President Obama's 2008 election garnered wildly enthusiastic support in Europe, where he drew huge crowds and, for many here, represented hope of guiding world politics back in line with European ideals.
But Tuesday's midterm election results zapped that optimism.
The reaction was one of disappointment and pragmatism as newspapers throughout Europe called for Obama to get to work.
"He has to take the anger of the voters seriously," Gregor Peter Schmitz wrote in the German news magazine Der Spiegel, which ran a scathing, 12-page feature Tuesday declaring that the American dream had become a nightmare for many.
"He may even have to negotiate with Republicans about measures to curb the budget deficit. The political messiah needs to eat a piece of humble pie."
Papers in London offered similar criticism. The midterm election was watched closely here and most of today's front pages splashed news of the results.
"Much of his fate is in his own hands," Jonathan Freedland wrote in the Guardian newspaper.
The Times, of London, wrote that Obama will be "doomed" if he doesn't embrace the center and cautioned that far right politics may soon dominate U.S. politics.
As for the Tea Party, Sarah Palin regularly makes headlines here and most Europeans have a deep sense of mistrust of the emerging movement. While many Americans view the Tea Party with suspicion, the reaction here is far more visceral.
"Most Europeans just have the notion that these are crazy wackos," said Bill Barnard, chairman of Great Britain's Democrats Abroad.

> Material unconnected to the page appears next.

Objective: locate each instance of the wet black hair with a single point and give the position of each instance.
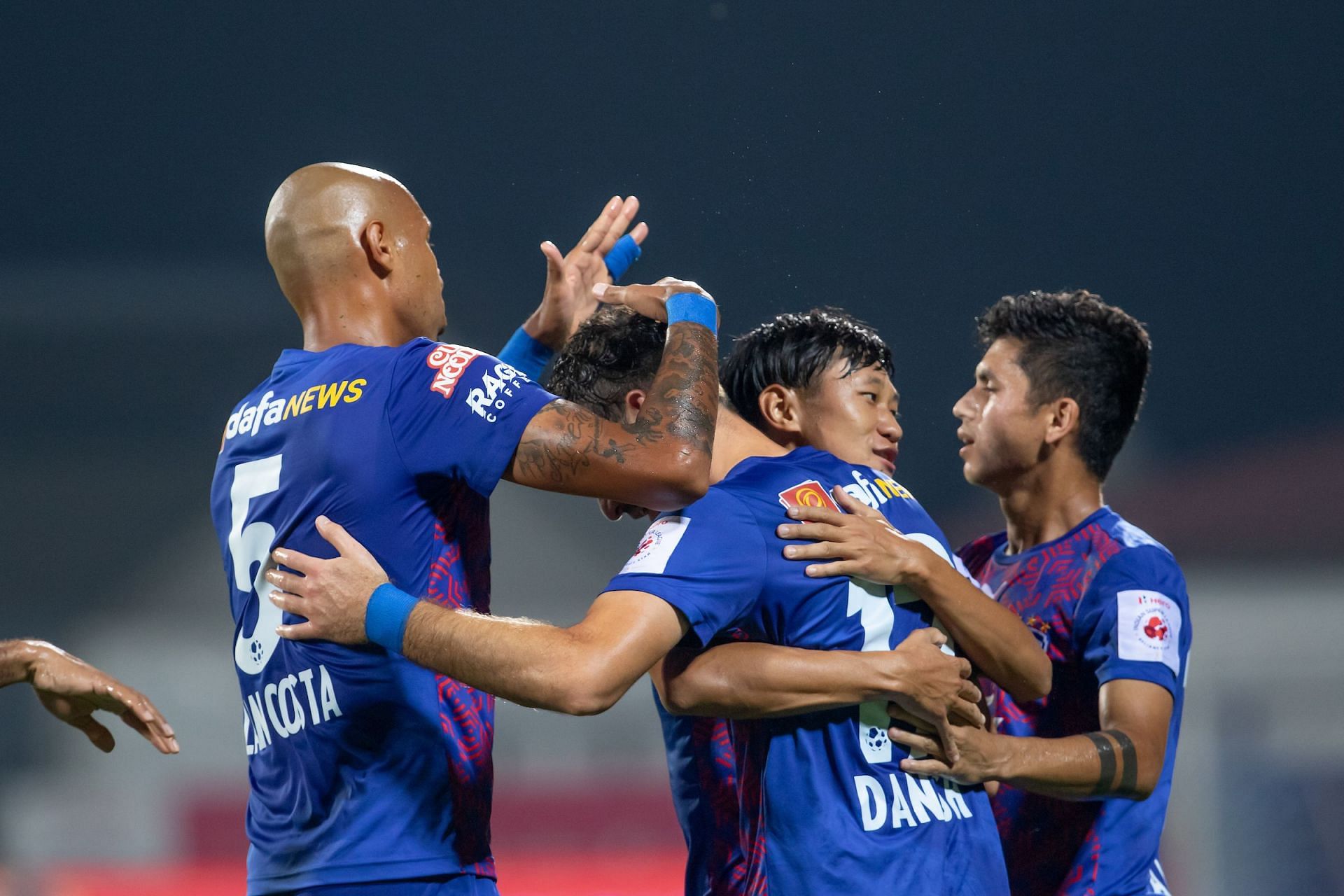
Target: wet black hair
(1075, 346)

But Barnard said he thinks some of the Tea Party candidates were serious contenders that will challenge Republican unity. "The Republican Party is set up for a continuing struggle for control within the party," he said
Emerging in European papers today was an urge to protect America from a wave of far right Republicans who could gain traction for the next presidential election.
The Times declared that Republicans were now tasked with stopping Palin if they wanted to prevent "their party from spinning unelectably to the right" for 2012.
"A lot of Europeans do not really understand the Palin phenomenon," said Peter Kurrild-Klitgaard, a political scientist at the University of Copenhagen.
Obama is the most popular U.S. president of all time in Denmark, and that it's hard for Danes to understand how Palin has gained such popularity with such a lack of political experience, Kurrild-Klitgaard said.
Obama will visit Asia next week but, according to Secretary of State Hillary Clinton, he may have wished he had jetted off sooner.
Clinton, who is currently in Papua New Guinea on her two-week, Asia-Pacific trip, joked earlier this week about escaping the heat of U.S. soil during the election, saying Obama told her he was "a little envious that I'm here."
U.S. foreign policy goals aren't expected to change after the shift in congressional power, but Obama may find that he's greeted with somewhat less support internationally.
As professor Kurrild-Klitgaard pointed out, "There's a growing understanding that all this talk about hope and change was a little too fluffy and a little to unspecific.
"He was selling sort of an abstract hope."